George Miles Mottel appeals his conviction, which followed a jury trial, on four counts of wire fraud in violation of 18 U.S.C. Secs. 1343, 2. Mottel claims that, absent the testimony of a victim investor, the evidence was insufficient to show that fraudulent claims about his investment company were ever communicated to that investor. We have jurisdiction under 28 U.S.C. Sec. 1291, and we affirm.
In evaluating the sufficiency of the evidence, we ordinarily review the evidence in the light most favorable to the prosecution to determine whether any rational juror could have found the essential elements of the offense beyond a reasonable doubt. See United States v. Marashi, 913 F.2d 724, 735 (9th Cir.1990). Because Mottel failed to renew his motion for acquittal at the close of the evidence, however, we review "only to avoid a manifest miscarriage of justice or plain error." See United States v. Stauffer, 922 F.2d 508, 511 (9th Cir.1990).
To sustain a conviction of wire fraud, the evidence must show, among other things, that the defendant transmitted or caused to be transmitted in interstate commerce a wire communication in furtherance of a fraudulent scheme. 18 U.S.C. Sec. 1343; United States v. Kaplan, 554 F.2d 958, 965 (9th Cir.), cert. denied, 434 U.S. 956 (1977). The prosecution need not prove that the defendant's fraud actually induced a victim to act; it need only show that a fraudulent statement communicated to the victim had the natural tendency to influence his decision to act. United States v. Halbert, 640 F.2d 1000, 1008 (9th Cir.1981).

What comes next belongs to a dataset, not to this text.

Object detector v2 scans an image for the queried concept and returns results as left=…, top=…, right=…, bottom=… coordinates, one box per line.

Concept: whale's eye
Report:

Here, Mottel was charged with defrauding five victims who believed they were investing in precious metals through his company, Richardson-Price. Mottel conceded at trial that the sales brochure he routinely had mailed to prospective investors contained false statements. Four of the victims testified that, based upon these statements, they decided to complete and mail the Customer Account Agreement which constituted the final page of the sales brochure. Mottel's secretary testified that, when orders arrived from established clients, she indicated on the order ticket whether the client's completed Customer Account Agreement was on file. Mottel's fifth victim, Joseph Eastep, suffered a heart attack shortly before trial and was unable to testify. The evidence showed, however, that Eastep had invested some $40,000 with Richardson-Price, and that Mottel's secretary had indicated on Eastep's order ticket that his completed Customer Account Agreement was on file.
Mottel argues on appeal that without Eastep's testimony, the government failed to prove that Eastep had ever received the sales brochure containing the fraudulent claims about Richardson-Price. We disagree. The evidence that it was the brochure that persuaded other clients to invest with Richardson-Price supports the inference that Eastep had encountered the same inducement, and that it tended to influence his decision to act. The testimony that the brochure was routinely mailed to prospective clients and that company records showed that Eastep's completed Customer Account Agreement, the final page of the brochure, was on file, further supports the conclusion that he had received the brochure. We have no trouble concluding that a rational juror could have concluded from the evidence that Eastep had been mailed the brochure, and we discern no miscarriage of justice in Mottel's conviction on these charges. See Stauffer, 922 F.2d at 511.